Cheguei ao Rio por acidente. Mantive-me por algum tempo, a contragosto, em função das circunstâncias. Mas escolhi permanecer de propósito.
Pouco depois de feita a escolha, chegou o verão, acompanhado de meia dúzia de pessoas queridas, alguns litros de chope, muitas horas de praia, batuques de samba, blocos carnavalescos, três opções de fantasia. Conclui que a minha idade, dava-me o direito de perder algum tempo sem perder a vida inteira.
O sol cedeu, o samba virou bossa, o pano desceu, a purpurina virou pó. E, o encantamento não passou. Passei eu a achar que era por causa da paisagem da cidade que estende seus tentáculos entre a floresta e o mar. Por causa da beleza natural, obscena, que faz com que eu me sinta mais perto de Deus. Mas não era apenas isso, como diz o sábio poeta da Gávea, não se pode amar alguém só porque ela é linda.
O Rio tem qualquer coisa além de beleza, qualquer coisa além de alegria, qualquer coisa além de samba. Passei da fase deslumbramento paisagístico, pra maravilhar-me observando os retratos. O ser do carioca e de cada carioca, em sua individualidade. Retratos dos anônimos e dos amigos, que de um jeitinho, absurdamente carioca, passaram a se multiplicar.
Fui constatando que ser carioca, não é ser espaçoso, mas espontâneo. Não é ser despreocupado, mas ter a tranqüilidade de saber que de cabeça quente nada se resolve. O carioca não é malandro, mas sacudido, safo. Carioquice, tampouco, é sinônimo de vagabundagem. No Rio se trabalha. Muito. A diferença é que quem aqui carrega o piano, também carrega a certeza de que para além do dever existe vida, belos cenários e outras pessoas com idênticos propósitos. Aprendi, no convívio nosso de cada dia, que esses rótulos são atributos do caráter e, convenhamos, mau caratismo brota em qualquer lugar.

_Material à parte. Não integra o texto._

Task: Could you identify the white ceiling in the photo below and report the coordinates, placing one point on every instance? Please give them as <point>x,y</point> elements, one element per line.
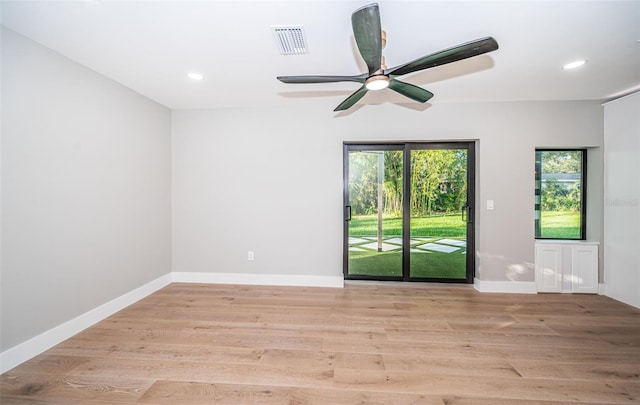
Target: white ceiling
<point>149,46</point>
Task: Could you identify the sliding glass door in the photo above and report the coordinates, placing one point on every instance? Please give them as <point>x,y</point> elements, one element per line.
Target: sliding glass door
<point>423,237</point>
<point>374,223</point>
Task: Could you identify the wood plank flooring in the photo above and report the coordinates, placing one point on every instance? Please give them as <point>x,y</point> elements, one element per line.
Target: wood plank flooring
<point>364,344</point>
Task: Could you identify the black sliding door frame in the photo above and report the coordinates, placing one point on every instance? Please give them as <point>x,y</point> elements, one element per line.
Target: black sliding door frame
<point>468,211</point>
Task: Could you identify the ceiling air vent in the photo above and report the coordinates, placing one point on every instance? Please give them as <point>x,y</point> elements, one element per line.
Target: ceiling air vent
<point>290,39</point>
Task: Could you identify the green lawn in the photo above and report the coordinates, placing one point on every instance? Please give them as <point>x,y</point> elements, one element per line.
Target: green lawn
<point>560,225</point>
<point>449,225</point>
<point>434,264</point>
<point>423,265</point>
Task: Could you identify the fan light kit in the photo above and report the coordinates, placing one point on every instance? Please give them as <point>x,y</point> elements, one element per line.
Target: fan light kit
<point>195,76</point>
<point>370,39</point>
<point>574,65</point>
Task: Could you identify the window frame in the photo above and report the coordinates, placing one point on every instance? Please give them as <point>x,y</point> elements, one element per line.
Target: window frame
<point>538,189</point>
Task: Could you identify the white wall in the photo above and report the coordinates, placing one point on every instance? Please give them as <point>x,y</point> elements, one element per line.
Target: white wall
<point>622,199</point>
<point>86,184</point>
<point>270,180</point>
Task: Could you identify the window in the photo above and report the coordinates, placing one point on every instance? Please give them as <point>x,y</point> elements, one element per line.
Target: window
<point>559,195</point>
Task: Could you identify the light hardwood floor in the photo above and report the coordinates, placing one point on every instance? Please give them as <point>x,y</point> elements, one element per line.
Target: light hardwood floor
<point>364,344</point>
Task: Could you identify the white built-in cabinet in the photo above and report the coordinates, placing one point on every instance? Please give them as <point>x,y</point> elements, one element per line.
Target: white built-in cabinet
<point>566,266</point>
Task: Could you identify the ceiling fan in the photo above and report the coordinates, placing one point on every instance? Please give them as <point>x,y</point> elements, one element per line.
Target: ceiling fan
<point>370,39</point>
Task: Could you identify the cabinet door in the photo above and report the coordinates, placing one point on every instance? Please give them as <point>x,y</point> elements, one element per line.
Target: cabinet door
<point>549,268</point>
<point>584,269</point>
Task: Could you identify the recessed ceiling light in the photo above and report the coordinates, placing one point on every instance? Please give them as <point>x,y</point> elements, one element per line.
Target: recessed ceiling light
<point>195,76</point>
<point>575,64</point>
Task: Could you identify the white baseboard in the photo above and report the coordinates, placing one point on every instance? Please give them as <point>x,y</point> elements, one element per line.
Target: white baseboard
<point>513,287</point>
<point>38,344</point>
<point>293,280</point>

Demorou alguns meses, mas aos poucos fui percebendo que esse entrosamento todo só aconteceu, porque no fundo comecei a sentir que tinha vocação pra essa vida que o Rio me convidou a viver. Sigo paulistana, mas com orgulho, não nego que carioquei. E, o saber-me carioca, não requereu esforço. Bastou um par de havaianas, sorriso no rosto e cinco mirreis no bolso. Num dia de sol, o resto vai se ajeitando, vai se encontrando, ao longo do dia, entre um mergulho e outro, um gole e outro, um bate-papo e outro…
Existe um sem número de razões para partir, mas a cada dia invento uma a mais pra ficar. Exatos dois anos se passaram, e ainda tem quem me pergunte o porquê. Explico que além do óbvio recitado pelos poetas inspirados, há um algo a mais. Que só é sentido por quem escolhe viver cariocamente. Desisti de tentar descrever. Fato, que mesmo no país das maravilhas, também se fica triste, se sofre, se frustra. Mas passa. Milagrosamente, até quando tô jururu, cansada, esgotada… sou feliz. Aqui sinto que é mais fácil viver apesar de, né Clarice?
Um ilustre carioca me ensinou que existem enigmas que não valem a pena ser decifrados, para não neutralizar a magia, nem desfazer o encantamento, e, que perder tempo em apreender coisas que não interessam, priva-nos de descobrir coisas interessantes. Deixo, então, como posto está.
No dia de hoje, só tenho razões pra comemorar e agradecer à cidade e a todos cariocas (legítimos ou não) que me acolheram e me fizeram mudar idéia, de rumo e até de fisionomia – só não me fizeram trocar de time de futebol…
Valeu! Por tudo.
(Uma última coisa, e neste ponto, ouso discordar do mestre Tom. Ok, o amor pode ser fundamental, mas cá no Rio, dentre as coisas que só aqui acontecem, bem é possível, ser – bem – feliz sozinha.)